Un peu plus loin, on apprend que « la dissémination OGM (et non pas les OGM en tant que tels ?) est la plus pernicieuse des atteintes à la biodiversité et à la propriété privée ». Il faut oser prétendre défendre simultanément la propriété privés tout en s’abstenant de condamner les fauchages.

La phrase suivante ne manque pas non plus de sel. « Cultiver ou consommer bio doit rester un droit inaliénable (personne ne le conteste !) qui garantit noter liberté et notre santé ». Alors là, on peut s’interroger longtemps pour trouver le lien entre le bio, le droit inaliénable au bio, la liberté et la santé.

Enfin, au beau milieu de cette lettre sans queue ni tête où tout se mélange, il est tout de même question des abeilles « qui continuent de mourir massivement en ce moment même ». Voilà un discours qui tranche avec les prises de position de certains syndicats apicoles selon qui les seuls responsables des surmortalités d’abeilles sont dues à l’utilisation du Gaucho et du Régent.
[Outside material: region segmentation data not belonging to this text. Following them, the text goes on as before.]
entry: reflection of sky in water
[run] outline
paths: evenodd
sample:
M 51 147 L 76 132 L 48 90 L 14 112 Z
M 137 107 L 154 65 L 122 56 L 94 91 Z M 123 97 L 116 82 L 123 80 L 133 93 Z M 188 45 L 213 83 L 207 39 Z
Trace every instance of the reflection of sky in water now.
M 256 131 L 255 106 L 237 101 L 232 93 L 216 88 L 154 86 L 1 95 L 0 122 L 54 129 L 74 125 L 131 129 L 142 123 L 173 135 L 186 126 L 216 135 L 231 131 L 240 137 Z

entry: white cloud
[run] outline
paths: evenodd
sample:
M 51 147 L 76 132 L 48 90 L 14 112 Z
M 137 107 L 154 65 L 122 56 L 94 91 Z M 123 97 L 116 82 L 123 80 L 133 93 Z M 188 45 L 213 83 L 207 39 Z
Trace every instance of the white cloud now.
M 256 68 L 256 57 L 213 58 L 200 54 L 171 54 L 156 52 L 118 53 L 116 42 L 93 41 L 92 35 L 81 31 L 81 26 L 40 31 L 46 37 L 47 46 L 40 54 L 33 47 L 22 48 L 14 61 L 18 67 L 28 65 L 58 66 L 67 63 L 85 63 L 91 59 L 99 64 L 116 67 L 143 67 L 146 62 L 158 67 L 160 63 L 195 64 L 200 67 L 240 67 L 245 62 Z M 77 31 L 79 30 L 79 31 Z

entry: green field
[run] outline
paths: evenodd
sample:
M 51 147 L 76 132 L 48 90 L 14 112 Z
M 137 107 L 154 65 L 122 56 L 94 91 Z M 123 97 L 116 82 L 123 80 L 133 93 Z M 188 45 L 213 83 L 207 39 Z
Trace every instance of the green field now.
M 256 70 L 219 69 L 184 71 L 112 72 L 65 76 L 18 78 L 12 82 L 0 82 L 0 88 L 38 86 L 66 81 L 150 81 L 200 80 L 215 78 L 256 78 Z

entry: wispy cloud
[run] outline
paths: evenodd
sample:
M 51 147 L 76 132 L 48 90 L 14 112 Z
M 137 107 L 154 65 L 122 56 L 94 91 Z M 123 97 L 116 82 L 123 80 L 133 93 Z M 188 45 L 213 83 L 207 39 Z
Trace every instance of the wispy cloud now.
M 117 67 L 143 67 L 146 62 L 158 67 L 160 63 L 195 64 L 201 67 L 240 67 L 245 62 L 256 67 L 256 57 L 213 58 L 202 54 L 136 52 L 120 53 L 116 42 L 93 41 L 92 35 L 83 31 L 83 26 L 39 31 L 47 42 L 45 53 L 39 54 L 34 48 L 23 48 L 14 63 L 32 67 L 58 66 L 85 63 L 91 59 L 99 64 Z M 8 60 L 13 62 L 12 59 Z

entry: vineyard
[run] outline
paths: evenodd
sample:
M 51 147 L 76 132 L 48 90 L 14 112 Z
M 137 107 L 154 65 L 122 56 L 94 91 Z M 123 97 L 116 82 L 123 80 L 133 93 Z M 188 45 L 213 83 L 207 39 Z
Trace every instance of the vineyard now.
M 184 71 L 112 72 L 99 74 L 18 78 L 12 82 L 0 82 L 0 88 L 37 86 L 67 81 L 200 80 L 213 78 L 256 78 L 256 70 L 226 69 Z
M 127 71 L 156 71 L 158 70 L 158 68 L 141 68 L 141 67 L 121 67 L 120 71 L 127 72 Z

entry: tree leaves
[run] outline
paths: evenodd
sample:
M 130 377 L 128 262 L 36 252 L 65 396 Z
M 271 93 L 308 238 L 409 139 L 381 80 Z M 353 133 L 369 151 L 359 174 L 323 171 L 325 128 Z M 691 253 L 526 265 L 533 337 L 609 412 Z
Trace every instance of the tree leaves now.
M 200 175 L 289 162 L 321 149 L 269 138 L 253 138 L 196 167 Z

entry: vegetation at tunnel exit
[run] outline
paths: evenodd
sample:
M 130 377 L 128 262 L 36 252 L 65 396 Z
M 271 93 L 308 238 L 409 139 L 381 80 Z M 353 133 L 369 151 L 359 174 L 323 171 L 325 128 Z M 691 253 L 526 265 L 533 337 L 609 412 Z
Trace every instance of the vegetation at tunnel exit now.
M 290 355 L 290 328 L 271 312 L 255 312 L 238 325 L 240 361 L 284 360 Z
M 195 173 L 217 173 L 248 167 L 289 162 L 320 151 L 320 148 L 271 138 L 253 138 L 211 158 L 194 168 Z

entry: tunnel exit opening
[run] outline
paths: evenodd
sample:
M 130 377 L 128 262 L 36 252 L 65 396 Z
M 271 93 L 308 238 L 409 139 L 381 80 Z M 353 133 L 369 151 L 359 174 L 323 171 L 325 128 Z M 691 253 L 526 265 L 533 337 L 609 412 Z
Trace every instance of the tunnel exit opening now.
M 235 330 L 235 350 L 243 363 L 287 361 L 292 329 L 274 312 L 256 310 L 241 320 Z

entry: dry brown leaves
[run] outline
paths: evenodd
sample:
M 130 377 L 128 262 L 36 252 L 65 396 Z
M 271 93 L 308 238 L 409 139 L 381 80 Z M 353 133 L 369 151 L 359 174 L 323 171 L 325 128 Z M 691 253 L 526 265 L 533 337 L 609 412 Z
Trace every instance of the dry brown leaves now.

Et comme ces deux produits ne sont plus utilisés, ces syndicats apicoles sont condamnés à expliquer que désormais la situation s’améliore et que le retrait du Gaucho et du Régent a permis de sauver les abeilles. Si comme l’explique l’association Terre d’Abeilles dans sa campagne de communication tout frais payés par le Groupe Léa Nature, les abeilles continuent de mourir, c’est donc qu’il y a d’autres causes aux surmortalités d’abeilles que les produits phytoparmaceutiques : noséma, varroa, virus, carences alimentaires liés à la perte de biodiversité en France. On attend maintenant la réaction des syndicats apicoles…

terre-dabeilles.JPG

Texte complet de la lettre au Président de la République

Le temps presse !


Monsieur le Président,

Vous avez fait un choix responsable et visionnaire. Bravo !

Mais 10 ans pour agir, c’est trop long.

Vos décisions, lors du Grenelle de l’Environnement, marquent l’engagement exemplaire de la France pour une nouvelle dynamique mondiale durable. C’est un signal politique fort donné à la vie, à la santé, au bon sens, à l’économie éthique face au business sans état d’âme. Mais les abeilles continuent de mourir massivement en ce moment même. Aussi, n’attendons pas 10 ans pour supprimer les 50 pesticides les plus toxiques. Refusons courageusement, comme vous le faites avec noter clause de sauvegarde, la dissémination OGM, car elle est la plus pernicieuse des atteintes à la biodiversité et à la propriété privée. Cultiver ou consommer bio doit rester un droit inaliénable qui garantit notre liberté et noter santé. N’attendez pas, Monsieur le Président, le temps presse !

Nous vous demandons le retrait immédiat et définitif de tous les pesticides neurotoxiques et systémiques, l’arrêt définitif des expérimentations et des autorisations d’OGM en plein champ, l’intégration systématique de spécialistes de l’abeille au sein des comités d’expertise chargés de l’évaluation des OGM et des pesticides, le développement soutenu de l’agriculture biologique et de l’apiculture, l’application préalable de la protection de la biodiversité dans la politique agricole.